El archiduque de Chamonix conservó la cordura mientras sus ojos contemplaban la débil luz que comenzaba a arder en la aún oscura madrugada. Se trataba de una fogata. Estaba donde suponía, se trataba de un puesto vigía del propio archiduque.
En el punto más alto, a trece mil pies de altura, en el Aiguille du Midi, la fogata comenzó a brillar cada vez con más intensidad. Era la señal inequívoca de que los exploradores alpinos habían avistado las tropas de Aosta. Mustaine anunció:
—Ya están aquí.
La caravana había partido de Entreves, último poblado de Aosta. Desde allí había comenzado el tedioso ascenso a la montaña, siguiendo las nieves duras del Ghiacciaio della Brenva hasta alcanzar la meseta helada del gigante, a los pies del enorme diente rocoso. Durante los primeros dos días habían perdido más de cincuenta hombres en la nieve. La nieve acumulada en las cumbres se había desprendido en varias ocasiones sepultando a los exploradores y quince caballos y ocho muías cayeron en las trampas del monte blanco junto con tres cañones y varias dotaciones de alimento. Eran momentos críticos en los que no pocos de los mercenarios se preguntaban si en verdad el dinero cobrado valía la pena para encarar una muerte segura.

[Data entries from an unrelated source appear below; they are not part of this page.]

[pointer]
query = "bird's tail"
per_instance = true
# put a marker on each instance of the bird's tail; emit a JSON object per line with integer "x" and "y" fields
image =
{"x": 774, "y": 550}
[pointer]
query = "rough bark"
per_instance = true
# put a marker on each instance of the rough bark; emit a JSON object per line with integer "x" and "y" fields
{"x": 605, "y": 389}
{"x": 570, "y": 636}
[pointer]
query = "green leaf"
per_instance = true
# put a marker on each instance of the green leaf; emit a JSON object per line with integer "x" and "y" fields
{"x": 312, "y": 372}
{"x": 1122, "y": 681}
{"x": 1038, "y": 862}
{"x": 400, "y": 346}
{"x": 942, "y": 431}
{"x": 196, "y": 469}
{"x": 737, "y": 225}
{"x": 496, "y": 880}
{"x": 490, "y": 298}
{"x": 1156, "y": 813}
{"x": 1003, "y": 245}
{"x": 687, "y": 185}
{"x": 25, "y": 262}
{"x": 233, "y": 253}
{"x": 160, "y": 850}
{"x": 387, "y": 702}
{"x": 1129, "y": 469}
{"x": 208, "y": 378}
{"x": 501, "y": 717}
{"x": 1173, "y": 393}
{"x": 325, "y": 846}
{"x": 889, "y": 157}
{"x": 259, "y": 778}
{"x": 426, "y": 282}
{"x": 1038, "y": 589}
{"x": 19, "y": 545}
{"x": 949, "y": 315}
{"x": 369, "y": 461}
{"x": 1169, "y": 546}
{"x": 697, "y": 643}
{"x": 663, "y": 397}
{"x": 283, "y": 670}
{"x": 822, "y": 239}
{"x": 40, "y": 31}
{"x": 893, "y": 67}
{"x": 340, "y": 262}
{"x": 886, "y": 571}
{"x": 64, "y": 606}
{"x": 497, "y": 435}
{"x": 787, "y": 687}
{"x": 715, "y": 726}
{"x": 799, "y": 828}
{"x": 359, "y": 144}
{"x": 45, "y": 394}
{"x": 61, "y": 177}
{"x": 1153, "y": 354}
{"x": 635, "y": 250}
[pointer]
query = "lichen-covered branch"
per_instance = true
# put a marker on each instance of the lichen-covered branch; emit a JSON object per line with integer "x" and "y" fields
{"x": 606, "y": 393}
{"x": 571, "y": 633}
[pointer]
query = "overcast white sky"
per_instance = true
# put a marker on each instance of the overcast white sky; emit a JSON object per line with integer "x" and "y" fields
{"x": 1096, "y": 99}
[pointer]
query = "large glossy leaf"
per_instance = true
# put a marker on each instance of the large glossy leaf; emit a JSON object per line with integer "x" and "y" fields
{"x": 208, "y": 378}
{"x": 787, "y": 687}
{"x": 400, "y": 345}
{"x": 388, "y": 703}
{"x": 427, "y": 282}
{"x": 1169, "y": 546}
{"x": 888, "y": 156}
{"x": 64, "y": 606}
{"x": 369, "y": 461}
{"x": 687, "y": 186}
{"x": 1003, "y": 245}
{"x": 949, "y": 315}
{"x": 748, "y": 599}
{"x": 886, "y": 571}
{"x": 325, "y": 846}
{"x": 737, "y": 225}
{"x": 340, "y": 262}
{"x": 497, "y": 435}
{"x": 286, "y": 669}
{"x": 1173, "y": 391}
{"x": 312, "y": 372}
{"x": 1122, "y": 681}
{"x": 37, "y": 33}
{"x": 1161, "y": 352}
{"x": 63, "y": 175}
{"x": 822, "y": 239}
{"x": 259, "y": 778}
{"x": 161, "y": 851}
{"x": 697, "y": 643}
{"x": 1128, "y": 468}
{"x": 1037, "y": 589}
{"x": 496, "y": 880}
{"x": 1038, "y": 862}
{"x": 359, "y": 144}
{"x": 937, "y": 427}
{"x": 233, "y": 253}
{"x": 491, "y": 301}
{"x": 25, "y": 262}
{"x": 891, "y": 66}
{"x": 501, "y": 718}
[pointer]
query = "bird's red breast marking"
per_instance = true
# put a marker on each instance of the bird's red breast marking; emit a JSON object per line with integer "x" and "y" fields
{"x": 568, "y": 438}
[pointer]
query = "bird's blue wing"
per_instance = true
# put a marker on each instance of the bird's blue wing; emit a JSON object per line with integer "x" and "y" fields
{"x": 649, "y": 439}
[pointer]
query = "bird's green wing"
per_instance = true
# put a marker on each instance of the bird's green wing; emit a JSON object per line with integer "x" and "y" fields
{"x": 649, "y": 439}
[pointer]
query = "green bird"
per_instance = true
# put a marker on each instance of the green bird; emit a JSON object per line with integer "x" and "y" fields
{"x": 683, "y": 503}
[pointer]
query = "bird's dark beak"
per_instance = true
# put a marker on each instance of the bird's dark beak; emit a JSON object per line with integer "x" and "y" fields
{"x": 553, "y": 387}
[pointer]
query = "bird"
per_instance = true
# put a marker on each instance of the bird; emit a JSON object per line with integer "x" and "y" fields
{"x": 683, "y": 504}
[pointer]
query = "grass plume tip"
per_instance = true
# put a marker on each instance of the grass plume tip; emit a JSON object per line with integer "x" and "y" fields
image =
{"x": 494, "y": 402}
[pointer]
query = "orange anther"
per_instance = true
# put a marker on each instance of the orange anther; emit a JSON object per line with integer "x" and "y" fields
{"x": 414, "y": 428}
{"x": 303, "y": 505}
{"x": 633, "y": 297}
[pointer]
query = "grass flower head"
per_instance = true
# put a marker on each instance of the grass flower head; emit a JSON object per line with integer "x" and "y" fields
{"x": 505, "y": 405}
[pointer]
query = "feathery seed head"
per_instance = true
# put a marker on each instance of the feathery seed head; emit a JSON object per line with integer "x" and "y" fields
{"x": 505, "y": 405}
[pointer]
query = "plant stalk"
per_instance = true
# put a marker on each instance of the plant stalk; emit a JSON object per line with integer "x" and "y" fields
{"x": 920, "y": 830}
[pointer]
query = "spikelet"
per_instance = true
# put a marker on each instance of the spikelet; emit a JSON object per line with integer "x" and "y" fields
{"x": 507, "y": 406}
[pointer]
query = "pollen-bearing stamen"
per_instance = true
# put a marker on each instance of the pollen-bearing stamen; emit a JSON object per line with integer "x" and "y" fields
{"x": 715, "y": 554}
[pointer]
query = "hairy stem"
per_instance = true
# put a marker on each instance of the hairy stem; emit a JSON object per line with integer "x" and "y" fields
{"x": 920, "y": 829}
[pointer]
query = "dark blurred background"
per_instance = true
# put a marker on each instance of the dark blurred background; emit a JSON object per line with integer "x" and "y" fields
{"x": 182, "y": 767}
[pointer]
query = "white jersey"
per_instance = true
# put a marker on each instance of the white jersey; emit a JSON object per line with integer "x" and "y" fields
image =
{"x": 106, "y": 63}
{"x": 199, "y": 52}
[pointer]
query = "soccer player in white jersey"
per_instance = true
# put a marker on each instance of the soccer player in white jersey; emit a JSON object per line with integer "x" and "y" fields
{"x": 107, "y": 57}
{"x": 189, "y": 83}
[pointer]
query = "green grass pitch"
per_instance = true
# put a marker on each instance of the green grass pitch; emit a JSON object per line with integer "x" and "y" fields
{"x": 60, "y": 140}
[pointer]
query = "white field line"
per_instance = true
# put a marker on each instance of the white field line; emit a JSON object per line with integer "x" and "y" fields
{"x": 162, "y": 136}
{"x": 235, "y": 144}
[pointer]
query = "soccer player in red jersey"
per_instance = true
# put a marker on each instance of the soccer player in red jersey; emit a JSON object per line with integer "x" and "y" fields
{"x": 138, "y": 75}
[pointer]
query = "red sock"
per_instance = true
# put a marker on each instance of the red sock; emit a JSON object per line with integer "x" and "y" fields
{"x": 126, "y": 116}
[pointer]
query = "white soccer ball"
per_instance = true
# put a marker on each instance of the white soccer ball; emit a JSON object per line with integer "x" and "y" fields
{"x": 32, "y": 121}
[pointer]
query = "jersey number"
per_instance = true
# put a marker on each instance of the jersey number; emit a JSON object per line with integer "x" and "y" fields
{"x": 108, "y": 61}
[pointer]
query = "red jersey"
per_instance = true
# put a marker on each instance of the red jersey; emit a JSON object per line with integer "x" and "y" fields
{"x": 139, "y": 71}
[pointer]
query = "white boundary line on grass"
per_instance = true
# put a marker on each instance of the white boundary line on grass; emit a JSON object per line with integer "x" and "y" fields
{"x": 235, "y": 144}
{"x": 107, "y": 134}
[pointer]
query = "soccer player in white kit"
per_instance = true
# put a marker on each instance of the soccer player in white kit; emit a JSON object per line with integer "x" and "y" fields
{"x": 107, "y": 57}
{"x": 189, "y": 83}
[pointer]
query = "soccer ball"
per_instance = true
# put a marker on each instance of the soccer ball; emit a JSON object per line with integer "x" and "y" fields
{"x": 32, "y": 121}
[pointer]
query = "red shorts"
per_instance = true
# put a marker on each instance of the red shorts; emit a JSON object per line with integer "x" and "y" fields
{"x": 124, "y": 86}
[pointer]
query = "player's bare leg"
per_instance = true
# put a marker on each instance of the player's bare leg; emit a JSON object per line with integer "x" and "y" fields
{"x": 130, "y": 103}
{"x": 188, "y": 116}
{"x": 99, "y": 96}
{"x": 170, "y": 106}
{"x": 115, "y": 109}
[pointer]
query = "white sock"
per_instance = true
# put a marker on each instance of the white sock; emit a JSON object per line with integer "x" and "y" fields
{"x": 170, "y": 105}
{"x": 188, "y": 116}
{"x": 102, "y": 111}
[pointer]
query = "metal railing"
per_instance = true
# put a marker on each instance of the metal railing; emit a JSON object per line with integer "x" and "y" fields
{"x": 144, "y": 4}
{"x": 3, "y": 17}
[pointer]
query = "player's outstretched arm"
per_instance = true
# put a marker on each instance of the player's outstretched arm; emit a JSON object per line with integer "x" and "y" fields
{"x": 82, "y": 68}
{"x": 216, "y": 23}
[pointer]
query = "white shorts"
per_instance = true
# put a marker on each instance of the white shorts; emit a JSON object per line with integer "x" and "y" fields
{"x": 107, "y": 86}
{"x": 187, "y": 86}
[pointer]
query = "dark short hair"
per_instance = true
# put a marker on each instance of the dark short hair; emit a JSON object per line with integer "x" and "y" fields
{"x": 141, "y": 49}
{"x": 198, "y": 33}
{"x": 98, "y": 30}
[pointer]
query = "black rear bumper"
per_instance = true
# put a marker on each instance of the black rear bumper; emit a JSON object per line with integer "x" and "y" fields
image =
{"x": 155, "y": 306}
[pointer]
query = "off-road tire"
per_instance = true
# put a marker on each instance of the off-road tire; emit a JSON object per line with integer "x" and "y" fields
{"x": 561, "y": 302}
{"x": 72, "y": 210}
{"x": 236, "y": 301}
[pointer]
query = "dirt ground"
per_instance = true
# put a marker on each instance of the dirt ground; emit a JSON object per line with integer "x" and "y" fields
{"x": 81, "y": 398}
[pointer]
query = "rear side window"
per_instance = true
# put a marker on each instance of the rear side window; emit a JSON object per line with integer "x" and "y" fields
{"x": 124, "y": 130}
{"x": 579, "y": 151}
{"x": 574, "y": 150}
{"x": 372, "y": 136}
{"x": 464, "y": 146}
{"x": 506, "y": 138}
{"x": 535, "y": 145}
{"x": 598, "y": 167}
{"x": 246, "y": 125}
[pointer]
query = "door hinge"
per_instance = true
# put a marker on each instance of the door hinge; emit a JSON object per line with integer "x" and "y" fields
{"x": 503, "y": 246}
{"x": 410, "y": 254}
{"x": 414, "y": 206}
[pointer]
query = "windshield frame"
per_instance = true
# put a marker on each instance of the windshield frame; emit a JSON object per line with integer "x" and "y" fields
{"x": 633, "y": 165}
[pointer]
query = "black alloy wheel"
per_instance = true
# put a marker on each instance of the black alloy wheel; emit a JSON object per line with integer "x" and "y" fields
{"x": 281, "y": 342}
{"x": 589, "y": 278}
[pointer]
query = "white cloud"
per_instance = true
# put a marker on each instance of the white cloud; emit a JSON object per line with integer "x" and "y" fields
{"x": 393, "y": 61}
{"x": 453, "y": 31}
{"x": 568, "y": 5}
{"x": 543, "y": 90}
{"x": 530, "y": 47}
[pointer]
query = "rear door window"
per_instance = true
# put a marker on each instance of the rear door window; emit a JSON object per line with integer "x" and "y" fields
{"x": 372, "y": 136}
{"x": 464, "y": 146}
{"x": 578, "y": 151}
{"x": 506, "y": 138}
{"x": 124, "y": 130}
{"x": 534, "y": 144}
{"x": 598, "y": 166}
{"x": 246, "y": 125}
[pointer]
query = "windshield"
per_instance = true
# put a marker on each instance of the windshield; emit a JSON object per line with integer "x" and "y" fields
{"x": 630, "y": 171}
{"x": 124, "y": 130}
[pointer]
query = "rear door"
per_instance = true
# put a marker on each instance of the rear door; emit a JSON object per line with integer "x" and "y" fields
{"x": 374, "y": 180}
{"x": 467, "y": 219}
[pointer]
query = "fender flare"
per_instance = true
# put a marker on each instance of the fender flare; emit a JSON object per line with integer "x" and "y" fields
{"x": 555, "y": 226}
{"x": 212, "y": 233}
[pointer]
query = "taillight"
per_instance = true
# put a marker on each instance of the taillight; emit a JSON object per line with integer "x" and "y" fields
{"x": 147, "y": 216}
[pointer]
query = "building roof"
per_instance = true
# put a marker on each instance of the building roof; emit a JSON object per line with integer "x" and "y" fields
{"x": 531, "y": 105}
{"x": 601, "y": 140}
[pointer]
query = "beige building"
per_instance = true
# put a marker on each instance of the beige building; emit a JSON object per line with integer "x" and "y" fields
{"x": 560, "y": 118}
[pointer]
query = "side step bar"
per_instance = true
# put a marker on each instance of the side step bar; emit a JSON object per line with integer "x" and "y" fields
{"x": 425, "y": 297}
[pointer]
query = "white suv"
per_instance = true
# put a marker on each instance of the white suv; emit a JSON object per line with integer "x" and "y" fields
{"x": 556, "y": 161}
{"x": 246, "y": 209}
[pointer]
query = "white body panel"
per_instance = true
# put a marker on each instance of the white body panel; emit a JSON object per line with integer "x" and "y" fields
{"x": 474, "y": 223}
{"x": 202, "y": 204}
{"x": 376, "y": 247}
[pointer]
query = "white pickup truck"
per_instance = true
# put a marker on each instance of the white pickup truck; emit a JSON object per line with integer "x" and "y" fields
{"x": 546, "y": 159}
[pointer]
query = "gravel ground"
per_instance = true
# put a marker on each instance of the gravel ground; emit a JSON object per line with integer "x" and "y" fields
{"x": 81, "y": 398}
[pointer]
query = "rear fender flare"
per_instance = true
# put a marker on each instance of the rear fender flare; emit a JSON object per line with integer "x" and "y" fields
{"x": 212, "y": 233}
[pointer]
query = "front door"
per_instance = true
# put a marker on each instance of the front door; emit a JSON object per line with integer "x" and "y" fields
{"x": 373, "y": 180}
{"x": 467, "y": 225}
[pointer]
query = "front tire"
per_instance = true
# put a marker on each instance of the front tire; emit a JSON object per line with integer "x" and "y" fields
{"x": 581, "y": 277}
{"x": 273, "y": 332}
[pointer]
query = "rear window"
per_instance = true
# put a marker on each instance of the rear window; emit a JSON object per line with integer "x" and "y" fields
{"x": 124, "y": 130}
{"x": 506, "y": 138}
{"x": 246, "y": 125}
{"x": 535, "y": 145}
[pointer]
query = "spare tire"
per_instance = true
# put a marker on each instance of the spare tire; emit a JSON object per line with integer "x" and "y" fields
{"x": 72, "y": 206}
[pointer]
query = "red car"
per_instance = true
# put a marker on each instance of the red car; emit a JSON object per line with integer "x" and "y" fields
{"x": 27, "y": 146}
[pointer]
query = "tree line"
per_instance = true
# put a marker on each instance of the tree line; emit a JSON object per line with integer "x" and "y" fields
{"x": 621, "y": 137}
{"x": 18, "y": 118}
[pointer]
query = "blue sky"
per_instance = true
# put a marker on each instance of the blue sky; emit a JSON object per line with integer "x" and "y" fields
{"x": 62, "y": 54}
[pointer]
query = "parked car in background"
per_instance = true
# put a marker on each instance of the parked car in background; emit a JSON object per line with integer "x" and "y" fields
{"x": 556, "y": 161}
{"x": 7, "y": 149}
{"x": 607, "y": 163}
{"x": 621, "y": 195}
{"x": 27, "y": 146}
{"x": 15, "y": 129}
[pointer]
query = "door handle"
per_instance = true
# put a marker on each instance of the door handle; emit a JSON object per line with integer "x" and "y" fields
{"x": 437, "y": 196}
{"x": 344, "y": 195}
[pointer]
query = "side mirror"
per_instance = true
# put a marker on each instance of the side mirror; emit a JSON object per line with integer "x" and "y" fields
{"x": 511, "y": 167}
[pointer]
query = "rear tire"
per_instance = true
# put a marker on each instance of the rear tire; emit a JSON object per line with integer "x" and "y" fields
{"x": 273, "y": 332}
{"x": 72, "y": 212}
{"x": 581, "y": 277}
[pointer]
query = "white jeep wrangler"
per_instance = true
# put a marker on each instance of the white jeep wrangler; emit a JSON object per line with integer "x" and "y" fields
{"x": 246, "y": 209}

El duque de Aosta cabalgaba junto a sus condotieros: un español recién llegado de Madrid y un comandante confederado. Ambos vestían capas y sombreros y ambos se preguntaban qué clase de locura llevaba a ese italiano a cruzar el pico más alto en pleno invierno.
—Cinco han muerto congelados esta mañana —informó Martínez, el español, al duque—. Hemos de bajar cuanto antes o solo llegaremos al otro lado la mitad de los que salimos.
—Hoy tendremos sol —masculló Bocanegra desde su caballo con la atención fija en las estrellas—. En un día más estaremos en Francia y beberemos del licor del archiduque.
Martínez lo miró con reticencia.
—¿Para qué habéis traído tantos caballos sin jinetes ni monturas, Excelencia?
El italiano se volvió en la fría madrugada y su mueca fue confusa.
—Porque adoro los caballos…
En las alturas más inhóspitas de los Alpes, abrazada por el frío y abandonada a sus avatares, la caravana de cuatro mil quinientos hombres cruzaba la frontera con extremo cuidado. Bocanegra declaraba la guerra a Mustaine de Chamonix, una declaración que nunca escribió ni entregó a su adversario y que firmaría con su sola presencia.
Sus ojos dejaban entrever su ansia por conquistar aquellas tierras, su lengua paladeaba el sabor exquisito de los nuevos vinos y el de las mujeres que no podrían resistirse a la llamada, obligada, de su lecho. Una esfera y un monje, recordó. Una esfera y un monje y todo caería a sus pies.
Horas después, al mediodía, los exploradores de Bocanegra dieron la buena nueva: habían encontrado el glaciar del valle blanco, el que los llevaría directos a las tierras del francés. Estaban a solo un día de la batalla. A un día de la esfera.
Esa mañana, Nikos Xanthopoulos entró en la alcoba de los jesuitas y se quedó de pie, junto al camastro. Lawrence Killimet permanecía recostado con una venda húmeda sobre los párpados. Ségolène, a su lado, le sostenía la mano con inquietud.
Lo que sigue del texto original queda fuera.